A: A teaspoon of lemon zest is lovely. It makes the blueberries taste brighter.
Which tip will you try first?
Bake Some Happy Memories
I hope this recipe becomes a favorite in your home. It holds so many sweet memories for me.
Nothing makes me happier than seeing your kitchen creations. I would love to see your beautiful coffee cake.
Have you tried this recipe? Tag us on Pinterest!
Happy cooking!
—Grace Ellington.

Easy Blueberry Coffee Cake Recipe from Scratch
Description
This easy blueberry coffee cake recipe from scratch features a moist, tender cake bursting with juicy blueberries and a sweet, crumbly streusel topping.
Ingredients
Streusel Topping
Instructions
- Add sugar and shortening to a large mixing bowl or stand mixer and mix until well creamed together. Add eggs, milk and vanilla and mix until combined.

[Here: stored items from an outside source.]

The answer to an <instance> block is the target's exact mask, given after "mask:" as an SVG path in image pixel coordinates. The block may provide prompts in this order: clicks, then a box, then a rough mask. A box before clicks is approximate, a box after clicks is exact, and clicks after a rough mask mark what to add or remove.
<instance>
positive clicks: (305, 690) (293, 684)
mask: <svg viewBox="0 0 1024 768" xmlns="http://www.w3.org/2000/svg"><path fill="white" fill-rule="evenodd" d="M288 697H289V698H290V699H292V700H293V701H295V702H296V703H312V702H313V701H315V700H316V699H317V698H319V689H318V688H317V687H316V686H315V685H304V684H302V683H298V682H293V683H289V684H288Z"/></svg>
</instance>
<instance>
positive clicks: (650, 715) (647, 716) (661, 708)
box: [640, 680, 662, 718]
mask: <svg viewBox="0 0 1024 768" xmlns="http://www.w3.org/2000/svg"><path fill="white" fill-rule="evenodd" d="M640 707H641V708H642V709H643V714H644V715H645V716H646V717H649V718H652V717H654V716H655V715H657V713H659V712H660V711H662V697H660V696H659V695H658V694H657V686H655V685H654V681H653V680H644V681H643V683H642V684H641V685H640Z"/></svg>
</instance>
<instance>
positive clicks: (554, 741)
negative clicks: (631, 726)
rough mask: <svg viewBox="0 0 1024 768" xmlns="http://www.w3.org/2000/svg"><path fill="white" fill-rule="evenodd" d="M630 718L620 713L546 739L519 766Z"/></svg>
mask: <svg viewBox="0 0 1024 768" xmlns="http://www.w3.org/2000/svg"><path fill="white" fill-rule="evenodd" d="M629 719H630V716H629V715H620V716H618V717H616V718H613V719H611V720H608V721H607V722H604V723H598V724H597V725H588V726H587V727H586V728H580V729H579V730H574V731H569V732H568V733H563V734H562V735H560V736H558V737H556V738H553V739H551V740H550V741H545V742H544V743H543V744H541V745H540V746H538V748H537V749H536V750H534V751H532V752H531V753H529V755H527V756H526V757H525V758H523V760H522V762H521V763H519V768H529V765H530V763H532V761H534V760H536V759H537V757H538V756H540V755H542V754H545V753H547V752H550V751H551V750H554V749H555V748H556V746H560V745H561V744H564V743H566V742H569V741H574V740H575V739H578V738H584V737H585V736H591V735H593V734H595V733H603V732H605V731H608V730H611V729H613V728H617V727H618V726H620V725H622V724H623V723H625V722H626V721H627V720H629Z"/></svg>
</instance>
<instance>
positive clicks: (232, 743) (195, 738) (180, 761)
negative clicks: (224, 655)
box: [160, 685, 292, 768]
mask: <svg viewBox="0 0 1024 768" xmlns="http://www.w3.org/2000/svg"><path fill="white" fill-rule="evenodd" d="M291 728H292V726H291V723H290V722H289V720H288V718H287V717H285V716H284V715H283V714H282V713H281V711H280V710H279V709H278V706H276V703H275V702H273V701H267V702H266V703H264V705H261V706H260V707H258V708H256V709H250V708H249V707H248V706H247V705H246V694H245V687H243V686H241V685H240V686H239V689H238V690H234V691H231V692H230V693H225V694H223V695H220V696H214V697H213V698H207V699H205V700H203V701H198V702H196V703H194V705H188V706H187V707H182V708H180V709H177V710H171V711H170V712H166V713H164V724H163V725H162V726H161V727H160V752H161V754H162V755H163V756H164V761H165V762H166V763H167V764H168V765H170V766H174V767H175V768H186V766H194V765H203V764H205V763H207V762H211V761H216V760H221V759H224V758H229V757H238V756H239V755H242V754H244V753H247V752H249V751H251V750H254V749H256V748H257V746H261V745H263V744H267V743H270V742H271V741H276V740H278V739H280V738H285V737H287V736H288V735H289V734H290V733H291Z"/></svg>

- In a separate bowl stir together flour, baking powder and salt, then add to the creamed mixture. Stir in blueberries. Batter will be thick.
- Pour batter into a greased 9×13 inch pan.
- Combine topping ingredients and sprinkle over the top of the batter in the pan.
- Bake at 375 degrees F for 35-45 minutes. Don’t over bake or the cake will be dry. Cool before serving.
- Serve with coffee or tea, or even with a scoop of ice cream.
Notes
- *If using frozen blueberries, do not thaw before adding to the batter. This prevents the berries from bleeding too much into the cake.